Mozilla is joining hands with popular data breach notification website HaveIBeenPwned.com (HIBP) to send an in-browser alert to Firefox browser users if they are visiting a site that was previously hacked and whether their login credentials have been involved in a data breach.
“This is an addon that I’m going to be using for prototyping an upcoming feature in Firefox that notifies users when their credentials have possibly been involved in a data breach,” Mozilla developer Nihanth Subramanya wrote in his Github repository.
“I chose to make it a legacy addon to make it easy to port into Mozilla-central in the future – it will likely involve window manipulation code.”

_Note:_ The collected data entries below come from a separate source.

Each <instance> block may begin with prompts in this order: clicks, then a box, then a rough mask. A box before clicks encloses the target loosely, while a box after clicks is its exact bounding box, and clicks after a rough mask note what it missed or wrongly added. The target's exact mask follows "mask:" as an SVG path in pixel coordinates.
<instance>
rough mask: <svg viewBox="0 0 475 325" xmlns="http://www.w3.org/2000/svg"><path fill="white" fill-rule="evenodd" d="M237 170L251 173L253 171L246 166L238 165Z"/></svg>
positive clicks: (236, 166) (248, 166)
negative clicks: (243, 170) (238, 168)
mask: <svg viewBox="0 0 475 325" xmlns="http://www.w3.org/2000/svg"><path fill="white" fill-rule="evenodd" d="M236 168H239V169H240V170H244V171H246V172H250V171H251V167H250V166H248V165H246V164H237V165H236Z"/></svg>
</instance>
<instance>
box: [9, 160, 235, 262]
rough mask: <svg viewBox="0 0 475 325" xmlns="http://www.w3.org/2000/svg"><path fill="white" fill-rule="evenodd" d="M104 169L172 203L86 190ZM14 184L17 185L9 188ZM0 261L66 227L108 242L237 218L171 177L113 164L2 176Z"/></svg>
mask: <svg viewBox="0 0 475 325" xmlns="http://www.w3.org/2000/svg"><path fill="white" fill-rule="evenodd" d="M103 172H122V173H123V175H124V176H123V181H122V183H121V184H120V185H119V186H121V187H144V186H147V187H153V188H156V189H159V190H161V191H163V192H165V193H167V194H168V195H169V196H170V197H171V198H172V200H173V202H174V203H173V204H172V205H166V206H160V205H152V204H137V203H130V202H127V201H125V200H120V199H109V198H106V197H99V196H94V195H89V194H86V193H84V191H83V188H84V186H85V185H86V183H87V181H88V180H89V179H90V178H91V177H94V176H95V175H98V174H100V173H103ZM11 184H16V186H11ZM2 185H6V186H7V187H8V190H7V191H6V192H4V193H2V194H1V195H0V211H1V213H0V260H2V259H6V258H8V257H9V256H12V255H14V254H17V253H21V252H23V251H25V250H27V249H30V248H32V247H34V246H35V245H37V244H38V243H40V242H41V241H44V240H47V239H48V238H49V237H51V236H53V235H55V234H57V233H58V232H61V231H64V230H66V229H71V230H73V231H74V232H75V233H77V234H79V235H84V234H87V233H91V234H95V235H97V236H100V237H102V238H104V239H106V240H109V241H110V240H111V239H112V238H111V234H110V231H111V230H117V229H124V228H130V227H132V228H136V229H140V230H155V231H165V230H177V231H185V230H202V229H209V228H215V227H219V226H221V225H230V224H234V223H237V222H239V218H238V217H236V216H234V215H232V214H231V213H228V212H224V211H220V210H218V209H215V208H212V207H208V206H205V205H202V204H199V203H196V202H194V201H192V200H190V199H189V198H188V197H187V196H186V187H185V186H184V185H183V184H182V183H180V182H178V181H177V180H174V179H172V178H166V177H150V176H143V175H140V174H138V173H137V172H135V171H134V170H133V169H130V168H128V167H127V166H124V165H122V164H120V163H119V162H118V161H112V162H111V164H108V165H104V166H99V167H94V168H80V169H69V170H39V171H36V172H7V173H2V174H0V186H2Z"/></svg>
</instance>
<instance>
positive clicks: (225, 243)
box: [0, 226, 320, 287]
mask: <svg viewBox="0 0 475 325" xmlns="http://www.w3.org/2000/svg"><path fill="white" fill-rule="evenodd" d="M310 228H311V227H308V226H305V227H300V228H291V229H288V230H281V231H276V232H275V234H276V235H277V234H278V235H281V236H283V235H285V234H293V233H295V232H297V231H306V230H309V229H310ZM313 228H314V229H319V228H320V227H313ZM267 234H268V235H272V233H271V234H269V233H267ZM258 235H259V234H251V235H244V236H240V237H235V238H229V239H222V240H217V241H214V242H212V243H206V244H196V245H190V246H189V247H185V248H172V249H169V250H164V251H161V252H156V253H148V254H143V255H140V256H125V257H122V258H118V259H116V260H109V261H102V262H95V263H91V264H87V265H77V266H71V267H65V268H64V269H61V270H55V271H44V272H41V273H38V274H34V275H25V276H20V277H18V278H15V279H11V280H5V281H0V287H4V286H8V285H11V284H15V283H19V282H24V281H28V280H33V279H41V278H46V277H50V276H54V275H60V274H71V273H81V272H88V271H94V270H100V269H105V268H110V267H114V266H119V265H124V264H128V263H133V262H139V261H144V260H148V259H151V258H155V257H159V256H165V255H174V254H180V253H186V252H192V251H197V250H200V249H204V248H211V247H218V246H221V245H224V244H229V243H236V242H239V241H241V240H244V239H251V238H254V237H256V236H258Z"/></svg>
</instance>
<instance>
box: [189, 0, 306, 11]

While HaveIBeenPwned.com has already become a trendsetter, its implementation in Firefox browser will solve two of the biggest problems users face online, 1: Most users remain unaware that their accounts were compromised 2: Hotshot firms hide incidents involving data breaches and do not inform users. One recent example is Uber, who in 2016 suffered a massive data breach in which 73 million users were affected but rather than informing users; the company paid $100,000 to hackers and urged not to leak data online.
Another example is Yahoo who in October 2017 revealed to its users that back in 2013 unknown hackers stole 3 billion Yahoo accounts in one of the biggest data theft feats of that time. But with Firefox new breach alert feature affected firms will have no option but to alert its users or Firefox will do that for them by sending alerts whenever they visit a compromised site.
It is unclear exactly when the new feature will be out for users. However, Troy Hunt, founder of HaveIBeenPwned.com has confirmed working with Firefox on this feature.
As many people have now worked out, yes, we're doing some awesome things with @mozilla and @haveibeenpwned 😎 https://t.co/UFW0CNLGtk
— Troy Hunt (@troyhunt) November 22, 2017
It is indeed a great news for unsuspecting users who had their login credentials compromised due to third-party breach yet never got to know about it until stolen credentials were used for malicious purposes. As for websites, it is a bad news that might force them to spend more money and resources to implement proper security measures to avoid embarrassment.